Le choix final change complètement la donne. Plutôt qu’une chronique légère du quotidien de la rédaction, DC Studios opte pour un exercice de style plus pointu : une fausse enquête journalistique qui interroge, épisode après épisode, la culpabilité d’un antagoniste emblématique des comics. Jimmy rouvre l’affaire pour un documentaire du Daily Planet en huit parties, enquêtant sur une possible erreur judiciaire dans l’un des procès les plus célèbres de Metropolis. Un pari plus risqué, mais qui a le mérite de distinguer clairement ce spinoff des productions super-héroïques classiques. Le studio l’assume sans détour, allant jusqu’à ironiser sur son propre succès fictif : une série qui espère séduire les fans de comics, de comédie et de true crime, et qui, sans pouvoir parler pour l’audience réelle, est déjà présentée comme un énorme succès à Metropolis.
Un casting qui prolonge la magie du film
La bonne nouvelle pour les fans du long-métrage de James Gunn, c’est que la quasi-totalité de l’équipe du Daily Planet aperçue dans Superman a été rappelée. Beck Bennett reprend son rôle de Steve Lombard, Mikaela Hoover celui de Cat Grant et Wendell Pierce celui de Perry White, aux côtés de nouvelles recrues comme Mary Holland, Eduardo Franco, Arian Moayed, Dan Perrault, Andrew Leeds et Tim Baltz. Seuls Clark Kent et Lois Lane restent hors-champ, ce qui confirme que la série veut exister à distance du Superman incarné à l’écran, plutôt que de s’appuyer sur sa présence.

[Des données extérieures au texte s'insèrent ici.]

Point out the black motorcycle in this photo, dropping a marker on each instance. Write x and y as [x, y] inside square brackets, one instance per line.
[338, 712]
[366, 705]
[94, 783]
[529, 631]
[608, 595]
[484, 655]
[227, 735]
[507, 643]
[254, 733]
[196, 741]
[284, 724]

Du côté des dirigeants, l’enthousiasme affiché ne cache pas grand-chose de leur pari commercial. James Gunn et Peter Safran ont expliqué qu’entre la performance de Skyler et la alchimie de l’équipe du Daily Planet, ils savaient dès la sortie de Superman que cet univers valait la peine d’être exploré davantage, plongeant le public dans les rues plus sombres et plus drôles du DCU tandis que Jimmy met en lumière le système judiciaire de Metropolis. Amy Gravitt, à la tête des programmes comédie chez HBO Max, a quant à elle salué la prestation de l’acteur principal en des termes sans ambiguïté : « Nous savons déjà que Skyler Gisondo est parfait dans le rôle de Jimmy Olsen et nous avons hâte que le public découvre l’interprétation captivante et hilarante de Jimmy Tatro en Grodd. »
Reste une inconnue de taille : personne ne sait encore quand cette étrange docuserie débarquera réellement sur les écrans. Sa date de lancement et son calendrier de production n’ont pas été communiqués. Un flou qui laisse le temps à DC Studios de peaufiner un format aussi casse-gueule qu’audacieux, quitte à décevoir ceux qui espéraient retrouver l’ambiance chorale et légère du film au format hebdomadaire classique. Vu l’appétit du public pour le true-crime ces dernières années, le calcul de Gunn et Safran pourrait bien s’avérer plus malin qu’il n’y paraît.